Au cours des derniers mois, il s’était réuni en studio avec King, Nelson, John, Jones, Michael McDonald et d’autres pour enregistrer sa collection de duos, dont la sortie est prévue en août.
« J’ai perdu l’un de mes meilleurs amis et il va beaucoup me manquer », a déclaré Nelson jeudi.
Charles était un joueur d’échecs passionné qui était connu pour installer une partie entre les sets dans les boîtes de nuit ou les salles de concert et engageait fréquemment ses pairs dans des matchs.
« Ray pouvait me botter le cul n’importe quel jour dans une partie d’échecs », a déclaré Nelson. « Il en jubilait. Le mois dernier environ, nous nous sommes réunis et avons enregistré ‘It Was a Very Good Year’, de Frank Sinatra. C’était génial de passer une journée avec lui. »
Selon son agent publicitaire, Charles a également supervisé la production de nouvelles sorties pour son propre label, Crossover Records. Un long métrage, « Unchain My Heart, the Ray Charles Story », avec Jamie Foxx, a terminé le tournage principal l’année dernière.

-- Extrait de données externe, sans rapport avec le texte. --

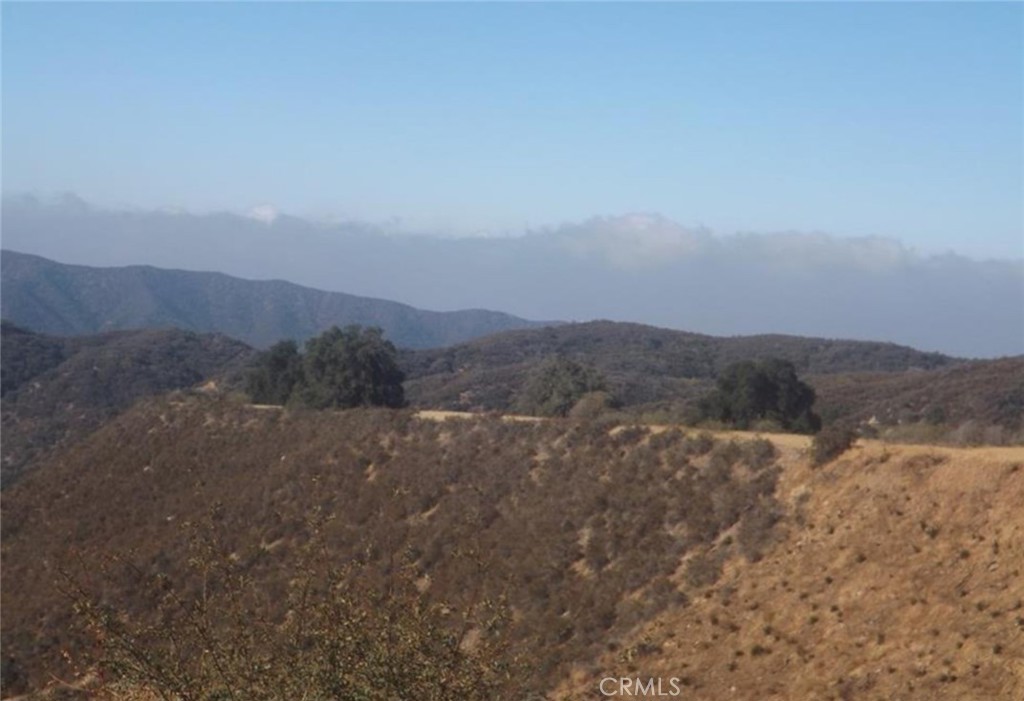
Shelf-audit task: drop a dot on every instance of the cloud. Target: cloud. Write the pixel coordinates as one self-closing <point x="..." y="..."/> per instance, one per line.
<point x="633" y="241"/>
<point x="263" y="213"/>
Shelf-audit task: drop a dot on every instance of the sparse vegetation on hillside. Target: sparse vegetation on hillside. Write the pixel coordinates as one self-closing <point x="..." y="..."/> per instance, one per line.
<point x="832" y="442"/>
<point x="644" y="367"/>
<point x="580" y="528"/>
<point x="333" y="634"/>
<point x="53" y="298"/>
<point x="57" y="390"/>
<point x="341" y="368"/>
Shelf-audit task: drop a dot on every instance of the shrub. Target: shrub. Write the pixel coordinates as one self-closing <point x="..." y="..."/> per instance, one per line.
<point x="336" y="636"/>
<point x="830" y="443"/>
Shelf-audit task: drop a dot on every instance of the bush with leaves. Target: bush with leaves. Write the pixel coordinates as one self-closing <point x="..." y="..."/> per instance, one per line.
<point x="334" y="634"/>
<point x="832" y="442"/>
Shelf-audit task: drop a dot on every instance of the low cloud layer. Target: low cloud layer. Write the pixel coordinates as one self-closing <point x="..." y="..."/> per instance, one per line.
<point x="639" y="267"/>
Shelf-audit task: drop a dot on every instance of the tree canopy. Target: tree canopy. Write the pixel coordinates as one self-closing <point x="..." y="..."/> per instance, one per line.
<point x="555" y="387"/>
<point x="340" y="368"/>
<point x="767" y="390"/>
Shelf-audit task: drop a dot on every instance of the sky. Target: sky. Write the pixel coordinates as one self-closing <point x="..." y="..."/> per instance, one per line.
<point x="901" y="121"/>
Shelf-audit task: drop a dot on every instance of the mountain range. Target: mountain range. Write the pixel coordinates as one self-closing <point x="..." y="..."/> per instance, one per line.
<point x="639" y="267"/>
<point x="58" y="299"/>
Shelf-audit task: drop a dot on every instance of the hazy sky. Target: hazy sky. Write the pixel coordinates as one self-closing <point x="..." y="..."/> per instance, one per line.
<point x="895" y="120"/>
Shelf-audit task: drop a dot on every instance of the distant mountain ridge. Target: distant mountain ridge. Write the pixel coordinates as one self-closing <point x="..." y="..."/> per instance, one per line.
<point x="54" y="298"/>
<point x="643" y="364"/>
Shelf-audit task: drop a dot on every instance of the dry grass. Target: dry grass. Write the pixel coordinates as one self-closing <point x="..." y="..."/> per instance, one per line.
<point x="901" y="578"/>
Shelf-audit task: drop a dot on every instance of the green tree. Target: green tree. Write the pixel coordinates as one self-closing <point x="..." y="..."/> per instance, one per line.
<point x="276" y="373"/>
<point x="556" y="386"/>
<point x="770" y="390"/>
<point x="351" y="366"/>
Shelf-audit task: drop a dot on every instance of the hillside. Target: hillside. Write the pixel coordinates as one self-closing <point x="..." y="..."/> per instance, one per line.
<point x="55" y="390"/>
<point x="984" y="399"/>
<point x="893" y="572"/>
<point x="53" y="298"/>
<point x="643" y="364"/>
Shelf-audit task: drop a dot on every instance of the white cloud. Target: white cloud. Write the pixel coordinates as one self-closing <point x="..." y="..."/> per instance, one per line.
<point x="263" y="213"/>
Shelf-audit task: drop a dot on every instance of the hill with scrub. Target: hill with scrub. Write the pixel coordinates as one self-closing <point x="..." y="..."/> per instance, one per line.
<point x="723" y="560"/>
<point x="54" y="390"/>
<point x="643" y="364"/>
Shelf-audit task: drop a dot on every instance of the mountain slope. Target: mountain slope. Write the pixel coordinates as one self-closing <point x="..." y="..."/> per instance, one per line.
<point x="892" y="572"/>
<point x="643" y="364"/>
<point x="56" y="390"/>
<point x="59" y="299"/>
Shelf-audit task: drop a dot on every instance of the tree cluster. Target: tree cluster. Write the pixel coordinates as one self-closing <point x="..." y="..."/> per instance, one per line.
<point x="555" y="387"/>
<point x="767" y="390"/>
<point x="340" y="368"/>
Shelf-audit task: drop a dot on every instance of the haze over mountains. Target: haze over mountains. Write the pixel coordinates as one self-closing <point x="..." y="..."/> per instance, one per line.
<point x="640" y="268"/>
<point x="52" y="298"/>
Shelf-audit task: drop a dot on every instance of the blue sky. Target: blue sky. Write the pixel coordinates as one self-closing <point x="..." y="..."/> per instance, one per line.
<point x="892" y="120"/>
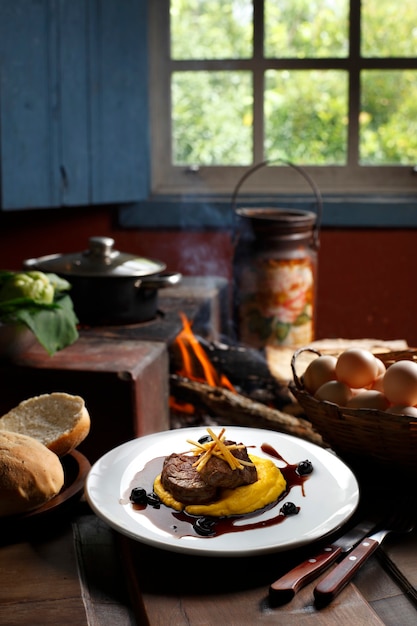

Le révérend Jesse Jackson a appelé jeudi Charles « le lauréat de la musique de l’Amérique, un trésor national. »
« Ray était un musicien consommé qui voyait le monde à travers la lentille de la musique », a ajouté Jackson. « Il est l’âme de la musique, prenant le gospel et le tissant avec R&B comme un ministre prêchant en pleine musique.
« Oui, Ray voyait la musique par toute la porte et pas seulement par un trou de serrure. »
Charles et sa femme, Della, ont divorcé en 1977 après 20 ans de mariage. Ses survivants comprennent 12 enfants, Evelyn, Ray Jr, David, Robert, Charles, Sheila, Rene, Retha, Robin, Vincent, Alexandra et Corey ; 20 petits-enfants et cinq arrière-petits-enfants.
Les détails d’une exposition publique et d’un service commémoratif prévus sont en attente.
Les rédacteurs du personnel du Times, Geoff Boucher et Mike Boehm, ont contribué à ce reportage.